Design a RAG System
A model with a knowledge cutoff and no access to your private documents has to answer questions about both — so you retrieve the right passages and hand them to it as context. We size the corpus in bytes and vectors, dial an interactive chunker until retrieval hits, draw the vector index and reranker honestly, and end on the part everyone skips: how you measure whether any of it worked. Drawn, computed, and animated.
System design · AI / ML. The source ↗
A free, interactive, animated visual explainer of Design a RAG System — built to be understood, not skimmed.
Questions
- What is a RAG (retrieval-augmented generation) system?
- RAG is a design that combines a language model with an external, searchable knowledge base so the model answers from retrieved documents instead of from memory alone. The paper that named it describes "retrieval-augmented generation (RAG) — models which combine pre-trained parametric and non-parametric memory for language generation," where "the parametric memory is a pre-trained seq2seq model and the non-parametric memory is a dense vector index." In practice a RAG system splits your documents into chunks, embeds each chunk as a vector, stores those vectors in an index, and at query time retrieves the most relevant chunks and pastes them into the model’s prompt as context. It exists because a model has a fixed knowledge cutoff and cannot see your private corpus; retrieval closes both gaps without retraining.
- When should you use RAG instead of fine-tuning?
- Use RAG when the problem is knowledge — facts that change, that are private to you, or that must be cited. Retrieval lets you add, update, or delete a document by re-indexing it in seconds, and it lets the answer point at the source. Use fine-tuning when the problem is behavior — a tone, a format, a skill, or a domain style the model should internalize. The two are not rivals: many production systems fine-tune for form and retrieve for facts. The honest rule is that fine-tuning teaches the model how to say things, and RAG gives it something true to say.
- Why is chunking so important in a RAG system?

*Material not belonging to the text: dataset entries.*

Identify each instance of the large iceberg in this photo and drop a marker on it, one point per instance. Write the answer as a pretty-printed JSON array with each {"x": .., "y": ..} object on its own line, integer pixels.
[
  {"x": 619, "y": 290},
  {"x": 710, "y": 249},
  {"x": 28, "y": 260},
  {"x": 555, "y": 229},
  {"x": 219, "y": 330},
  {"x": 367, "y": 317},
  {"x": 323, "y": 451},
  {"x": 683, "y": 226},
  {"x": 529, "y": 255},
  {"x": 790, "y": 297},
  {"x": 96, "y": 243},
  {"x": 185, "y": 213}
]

- Because retrieval can only return whole chunks, so the chunk boundary decides whether an answer is retrievable at all. Chunks that are too small split a fact across a boundary — no single chunk contains the whole answer, so retrieval returns a fragment. Chunks that are too large bury the relevant sentence in unrelated text, which dilutes the embedding and drops the chunk’s match score, so it loses to sharper chunks. There is a sweet spot in between, and adding overlap between adjacent chunks buys back facts that straddle a boundary. It is the cheapest lever with the biggest effect on retrieval quality, which is why it is worth tuning against real questions rather than guessing.
- What is reranking and why add a second retrieval stage?
- Reranking is a second, slower, more accurate pass over the candidates the first stage retrieved. The first stage — a vector index — is fast because it compares a query vector to millions of document vectors independently, but that independence is exactly why it is imprecise. A reranker is a cross-encoder that reads the query and one candidate together and scores their true relevance, which is far more accurate but far too expensive to run over the whole corpus. So you retrieve maybe 100 candidates cheaply, rerank them to pick the best 5, and feed only those to the model. The cost is latency: reranking N candidates adds N model calls, which is the trade you dial against your latency budget.
- How do you evaluate a RAG system?
- By measuring retrieval and generation separately, because they fail differently. Retrieval is scored with recall — did the chunk containing the answer make it into the retrieved set? — against a golden set of questions with known answers. Generation is scored on faithfulness (also called groundedness): is every claim in the answer actually supported by the retrieved context, or did the model make something up? A common framing is the RAG triad: context relevance (are the retrieved chunks relevant to the question), groundedness (is the answer supported by those chunks), and answer relevance (does the answer actually address the question). A high final answer with low retrieval recall is luck, not a working system, so you watch both.